Indeed, the US economy remains strong.  Advance Q4 GDP will be reported Thursday and growth is expected at 2.1% SAAR, steady from Q3.  Note that the Atlanta Fed’s GDPNow model estimates Q4 GDP growth at 1.9% SAAR.  Elsewhere, the NY Fed’s Nowcast model has Q4 growth at 1.2% SAAR while its estimate for Q1 growth stands at 1.7% SAAR.  Whatever the reading is, we are clearly far from recession and the Fed is right to maintain steady rates and assess how the outlook unfolds in 2020.

During the North American session, some minor US data will be reported.  December advance good trade data (-$65.0 bln expected), December wholesale and retail inventories (both expected 0.1% m/m), and pending home sales (0.5% m/m expected) will all come out.  This round of data will provide analysts and models with one final tweak for Q4 GDP forecasts ahead of tomorrow’s report.

Chile central bank is expected to keep rates steady at 1.75%.  CPI rose 3.0% y/y in December, right at the 3% target.  December IP will be reported Friday and is expected to contract -1.4% y/y vs. -1.8% in December.  December retail sales will also be reported Friday and is expected to contract -5.8% y/y vs. -9.8% in December.   While the economy remains weak, renewed softness in the peso is likely to keep the bank on hold today.



Markets remain divided about tomorrow’s BOE meeting.  Slightly less than a third of the analysts polled by Bloomberg see a cut, while WIRP suggests about 45% odds of a cut.  We are on the side of a “dovish hold.”  Not only has recent data come in a bit stronger, including today’s housing data and last week’s PMIs, but there are some positive fiscal impulses in the pipeline. Moreover, UK financial conditions have been easing recently.  The Bloomberg index, for example, is now is at the highest since early 2018. All of this suggests that the BOE is likely to remain in wait-and-see mode.  Yet we recognize that official communication has pointed towards the intention to ease, and it’s reasonable that investors price in a significant chance of a front-loaded insurance cut. Given what’s priced in, the risk for sterling ahead of tomorrow’s meeting look asymmetric: the pound is likely to strengthen by less in the event of a hold then it would depreciate in the case of a cut.
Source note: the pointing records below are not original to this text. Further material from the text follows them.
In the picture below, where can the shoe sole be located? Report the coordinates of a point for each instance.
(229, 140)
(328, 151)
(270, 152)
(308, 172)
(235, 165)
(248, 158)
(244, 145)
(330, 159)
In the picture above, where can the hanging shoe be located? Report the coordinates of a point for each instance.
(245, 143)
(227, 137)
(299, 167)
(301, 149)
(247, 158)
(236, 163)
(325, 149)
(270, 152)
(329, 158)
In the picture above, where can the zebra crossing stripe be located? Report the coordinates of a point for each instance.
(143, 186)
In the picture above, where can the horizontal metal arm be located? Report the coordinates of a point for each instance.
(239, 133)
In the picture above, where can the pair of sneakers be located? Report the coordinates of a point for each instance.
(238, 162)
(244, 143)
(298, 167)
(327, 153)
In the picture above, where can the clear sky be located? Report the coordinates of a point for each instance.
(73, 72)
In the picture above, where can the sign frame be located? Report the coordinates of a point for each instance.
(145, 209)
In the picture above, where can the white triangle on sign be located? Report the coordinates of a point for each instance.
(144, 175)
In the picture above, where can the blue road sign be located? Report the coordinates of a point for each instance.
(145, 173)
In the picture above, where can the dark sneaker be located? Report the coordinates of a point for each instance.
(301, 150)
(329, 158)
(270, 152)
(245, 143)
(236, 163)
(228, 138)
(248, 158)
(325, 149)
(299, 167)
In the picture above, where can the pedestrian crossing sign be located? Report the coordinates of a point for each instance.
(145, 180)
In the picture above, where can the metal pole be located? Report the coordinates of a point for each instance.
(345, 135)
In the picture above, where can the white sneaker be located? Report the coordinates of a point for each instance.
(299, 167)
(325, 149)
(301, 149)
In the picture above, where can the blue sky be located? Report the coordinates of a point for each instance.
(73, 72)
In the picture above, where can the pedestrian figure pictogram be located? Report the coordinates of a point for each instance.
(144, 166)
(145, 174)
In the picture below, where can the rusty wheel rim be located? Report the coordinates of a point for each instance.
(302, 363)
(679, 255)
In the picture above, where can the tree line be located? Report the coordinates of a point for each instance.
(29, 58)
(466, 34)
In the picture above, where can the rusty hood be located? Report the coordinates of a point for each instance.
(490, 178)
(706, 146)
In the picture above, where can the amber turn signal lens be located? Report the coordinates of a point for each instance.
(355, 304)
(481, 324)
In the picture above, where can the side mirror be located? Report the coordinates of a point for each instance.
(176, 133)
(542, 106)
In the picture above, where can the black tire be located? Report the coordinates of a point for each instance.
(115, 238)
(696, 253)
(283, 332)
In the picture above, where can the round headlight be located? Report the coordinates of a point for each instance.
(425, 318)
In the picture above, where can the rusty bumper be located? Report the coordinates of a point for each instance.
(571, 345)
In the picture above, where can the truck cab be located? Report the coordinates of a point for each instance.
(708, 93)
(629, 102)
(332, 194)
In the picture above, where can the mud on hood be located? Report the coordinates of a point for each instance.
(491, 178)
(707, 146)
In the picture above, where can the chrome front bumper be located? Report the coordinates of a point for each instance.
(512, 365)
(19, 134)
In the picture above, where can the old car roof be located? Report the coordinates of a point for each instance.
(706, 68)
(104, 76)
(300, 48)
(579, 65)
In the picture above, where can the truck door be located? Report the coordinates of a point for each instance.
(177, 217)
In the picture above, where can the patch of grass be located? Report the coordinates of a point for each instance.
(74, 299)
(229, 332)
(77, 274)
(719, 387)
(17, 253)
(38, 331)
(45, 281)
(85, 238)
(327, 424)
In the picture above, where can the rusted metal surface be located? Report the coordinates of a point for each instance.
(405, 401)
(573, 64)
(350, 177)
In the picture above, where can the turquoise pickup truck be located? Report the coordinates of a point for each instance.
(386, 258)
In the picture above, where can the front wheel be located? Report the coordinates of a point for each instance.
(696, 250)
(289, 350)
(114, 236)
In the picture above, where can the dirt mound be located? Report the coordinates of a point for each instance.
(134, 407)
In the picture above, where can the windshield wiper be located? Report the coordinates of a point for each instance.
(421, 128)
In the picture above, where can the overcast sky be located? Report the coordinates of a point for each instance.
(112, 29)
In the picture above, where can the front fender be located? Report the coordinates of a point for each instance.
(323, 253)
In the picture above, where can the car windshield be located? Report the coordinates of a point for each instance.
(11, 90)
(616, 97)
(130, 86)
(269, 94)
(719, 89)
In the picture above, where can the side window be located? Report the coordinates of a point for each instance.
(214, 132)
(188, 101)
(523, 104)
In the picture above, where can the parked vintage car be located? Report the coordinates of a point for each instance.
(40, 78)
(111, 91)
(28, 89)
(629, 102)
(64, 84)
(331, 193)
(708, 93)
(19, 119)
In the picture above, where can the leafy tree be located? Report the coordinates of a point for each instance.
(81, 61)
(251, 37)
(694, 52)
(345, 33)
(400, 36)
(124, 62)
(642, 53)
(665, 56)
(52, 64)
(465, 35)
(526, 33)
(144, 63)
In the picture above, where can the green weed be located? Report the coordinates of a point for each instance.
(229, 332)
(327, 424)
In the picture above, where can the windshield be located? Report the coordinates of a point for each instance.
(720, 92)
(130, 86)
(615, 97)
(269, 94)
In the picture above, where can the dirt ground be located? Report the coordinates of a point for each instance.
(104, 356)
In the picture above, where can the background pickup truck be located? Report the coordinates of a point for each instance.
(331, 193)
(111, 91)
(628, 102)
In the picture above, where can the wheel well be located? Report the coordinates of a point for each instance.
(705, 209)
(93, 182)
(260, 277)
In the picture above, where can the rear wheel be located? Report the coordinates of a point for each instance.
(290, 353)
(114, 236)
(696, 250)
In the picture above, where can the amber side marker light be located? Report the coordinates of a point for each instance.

Australia reported Q4 CPI.  Headline inflation was 1.8% y/y vs. 1.7% in Q3, while trimmed mean was steady at 1.6% y/y.  Both were a tick higher than expected.  The data come just ahead of the RBA meeting February 3, where a 25 bp cut to 0.5% is expected.  Analysts are overwhelmingly in this camp, while WIRP suggests only 10% odds of a cut vs. 25% yesterday.  Still, the odds of a cut later this year remain very elevated give the enormous headwinds facing the country, ranging from wildfires to any virus-related fallout transmitted from China through its economic slowdown or tourism.  AUD traded yesterday at its lowest level since October 16.  It is on track to test the October 2 low near .6670.